Что за жизнь, что за веселье!
Звоном шпор я упиваюсь,
Кто толкнет не обижаюсь:
Все на свете трын-трава
Для Непомнящих родства!
Н. Новичъ. (По Э. Линднеру).
II.
Поцелуй.
Три вещи только въ свете любилъ Юсуфъ-поэтъ:
Диванъ свой, песенъ звуки, да девушекъ приветъ.
Была бы дева юной, да мягокъ былъ диванъ,
А ветхость и невзрачность въ диване не изьянъ.
Пусть жизнь и въ деве пылкой, и въ песне бьетъ ключемъ,
Луна, туманъ и вздохи тутъ ровно не при чемъ.

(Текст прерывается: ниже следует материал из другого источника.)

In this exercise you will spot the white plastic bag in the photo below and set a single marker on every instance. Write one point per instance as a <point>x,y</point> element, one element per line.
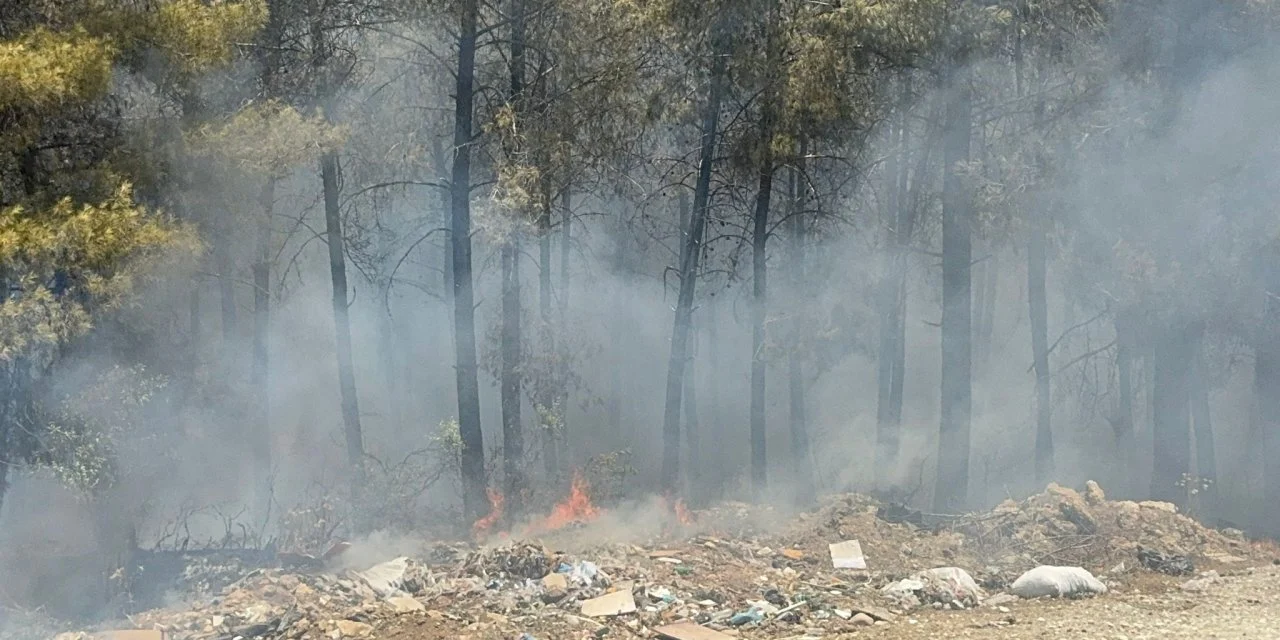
<point>1056,581</point>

Таковъ былъ взглядъ Юсуфа. Разъ гость къ нему вошелъ
И молодой и скромный такую речь повелъ:
«Али-Юсуфъ! Учитель! Я песню написалъ;
Мне нуженъ судъ правдивый я не ищу похвалъ.
Вложилъ я въ эту песню все то чемъ грудь полна;
Лишь ты решить сумеешь, удачна ли она».
Но тутъ прервалъ учитель, не слушая конца:
«Довольно! Предисловий не нужно для певца;
Читай!» И гость чуть слышно начало произнесъ,
Но голосъ постепенно, по мере чтенья, росъ:
«О поцелуй! Ты лотосъ, ты песня соловья!
Поведай мне, въ чемъ тайна великая твоя?
Листъ лотоса, качаясь, звучитъ, какъ лепетъ струй,
Но все-таки милее для слуха поцелуй
Седьмое небо рая въ полночной тишине
Въ заветномъ поцелуе даруетъ дева мне.
Предметъ всегдашней жажды, ты булишь пылъ въ крови,
Ты смерть и упоенье, о поцелуй любви!»
Чу! шумъ раздался кто тамъ? Далъ знакъ рукой Юсуфъ,
Но юноша мгновенно умолкъ, на дверь взглянувъ.
Тихонько занавеска отдернулась и вдругъ
Скользнула въ дверь Зулейка, Юсуфа нежный другъ,
И, какъ на жертву джинны бросаются въ кустахъ,
Внезапно у Юсуфа повисла на устахъ,
Прильнувъ къ нимъ съ поцелуемъ горячимъ и немымъ.